Evangelical Christians - including best selling author Rick Warren - broke with the Republican Party this week by launching a campaign to stop global warming. The campaign includes a letter (reprinted below) calling for congressional and presidential action on global warming, a website, and also includes a television commercial to be aired later.
The campaign was launched after the National Association of Evangelicals caved under pressure from leading activists in the Religious Right and refused - as hoped - to release their own statement on global warming.
"James Dobson, head of Focus on the Family; Charles Colson, founder of Prison Fellowship Ministries; the Rev. Richard Land of the Southern Baptist Convention; Richard Roberts, president of Oral Roberts University; Donald Wildmon, head the American Family Association; and the Rev. Louis Sheldon, head of the Traditional Values Coalition," were among those reported by MSNBC who signed a letter telling the National Association of Evangelicals not to release a statement.

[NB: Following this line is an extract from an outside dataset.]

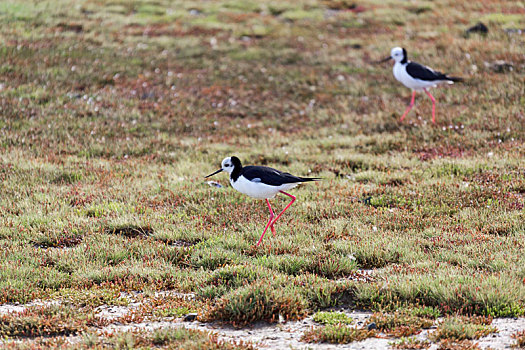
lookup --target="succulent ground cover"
[0,0,525,348]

The Republican Party-aligned Institute on Religion and Democracy also called on the National Association of Evangelicals not to question President Bush's policies.
However, many prominent evangelicals put their faith ahead of politics and did release a statement:
Climate Change: An Evangelical Call to Action
Preamble
As American evangelical Christian leaders, we recognize both our opportunity and our responsibility to offer a biblically based moral witness that can help shape public policy in the most powerful nation on earth, and therefore contribute to the well-being of the entire world.1 Whether we will enter the public square and offer our witness there is no longer an open question. We are in that square, and we will not withdraw.
We are proud of the evangelical community's long-standing commitment to the sanctity of human life. But we also offer moral witness in many venues and on many issues. Sometimes the issues that we have taken on, such as sex trafficking, genocide in the Sudan, and the AIDS epidemic in Africa, have surprised outside observers. While individuals and organizations can be called to concentrate on certain issues, we are not a single-issue movement. We seek to be true to our calling as Christian leaders, and above all faithful to Jesus Christ our Lord. Our attention, therefore, goes to whatever issues our faith requires us to address.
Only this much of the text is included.